As I walked closer, I saw that the voice wasn’t coming from the elephant at all, but from a small woman dressed as a witch doctor.
“Throughout the year,” the witch doctor picked up, “the overall mortality rate for the United States went down, and I have the graphs.” (She showed no graphs.)
“Since they started vaccinating, the mortality rate is up like this.” She raised her hand to the sky. “It has shot straight up! And it’s not just the United States, it is some European countries as well.”
A long and tedious argument between the witch doctor and a disgruntled old man ensued. I wearily turned away.
Later that night I sat at a table on the pub balcony with Jet, who had taken 10 tabs of LSD. A short, shabby man with a wild beard and blonde dreadlocks, he resembled a scruffy labradoodle.
“Why don’t I start my story from right now, and work my way backwards?” he suggested. “You could do that,” I answered, “however, I’d prefer if you didn’t.”
Jet began drinking at the age of 10, having smoked his first joint when he was seven. You can guess the rest of the story. He’s now 36, homeless, addicted to drugs and alcohol, and living – like many others in Nimbin – off charity.
SUNDAY: I woke up late and hungover. It was time to get out of town. Driving through the forest, I caught a glimpse of myself in the rear-view mirror: I hadn’t showered since Thursday and I looked like a sweaty swamp creature.
I drove through the mountains in silence, half dead, half caffeinated.
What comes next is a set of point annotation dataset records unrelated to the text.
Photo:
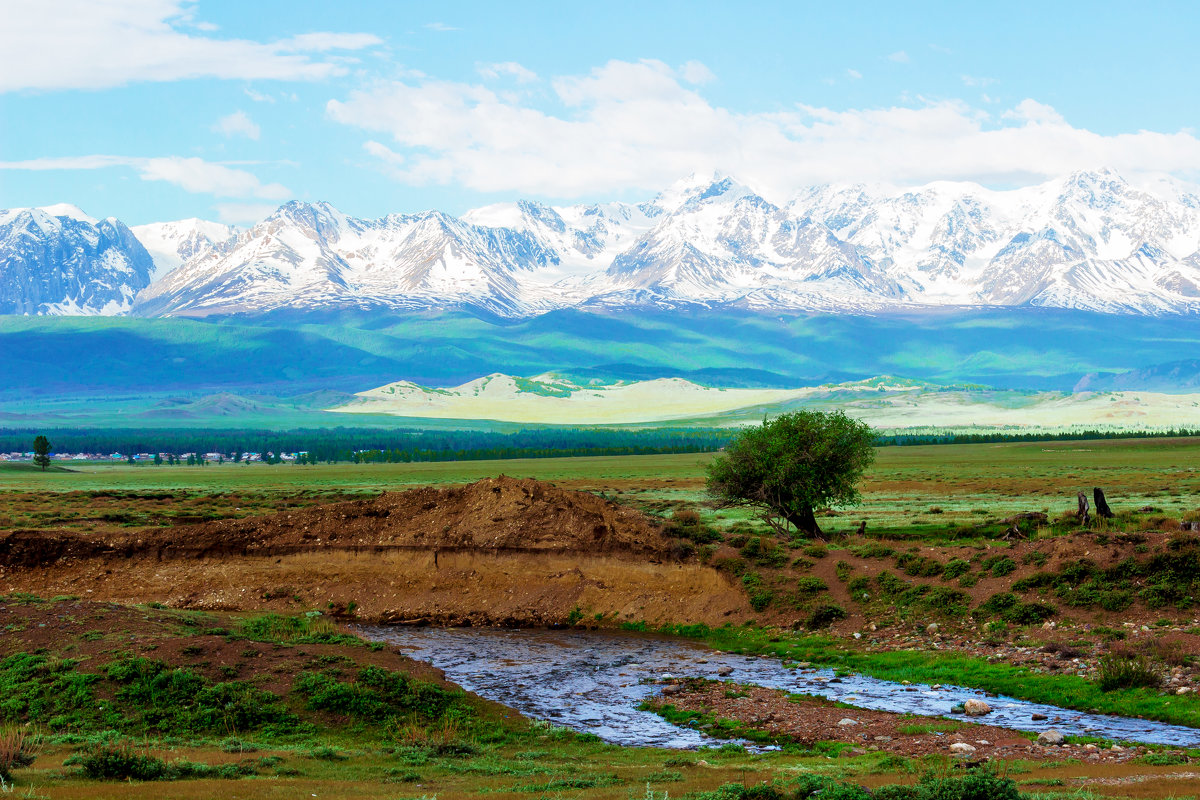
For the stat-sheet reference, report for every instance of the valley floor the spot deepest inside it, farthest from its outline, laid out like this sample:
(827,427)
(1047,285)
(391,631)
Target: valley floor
(186,579)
Then, up ahead, I saw the police. I pulled over.
A few minutes later, I was hundreds of dollars poorer and banned from driving for 48 hours. I was in the middle of nowhere, with a phone that was out of charge.
I abandoned the Subaru, my home for the past three days, and started walking. I was 16 kilometres from Lismore, the nearest town. I walked for hours on the sticky asphalt road as the hellishly hot sun beat down. All around me was silence. I felt wretched.
As the sun began to sink and the clouds above me glowed violet and pink, I turned off the road and climbed a steep hill so I could eyeball the sunset in all its glory.
Now it was dark. Back on the road, I started waving down cars. None stopped. Finally, a white pickup truck pulled over. The driver, a young Nimbin guy on his way to meet friends in Lismore, quickly guessed my plight. “Hop in,” he said.
I hadn’t found God or freedom, but I’d found the cult and the hippies – and I’d found a ride.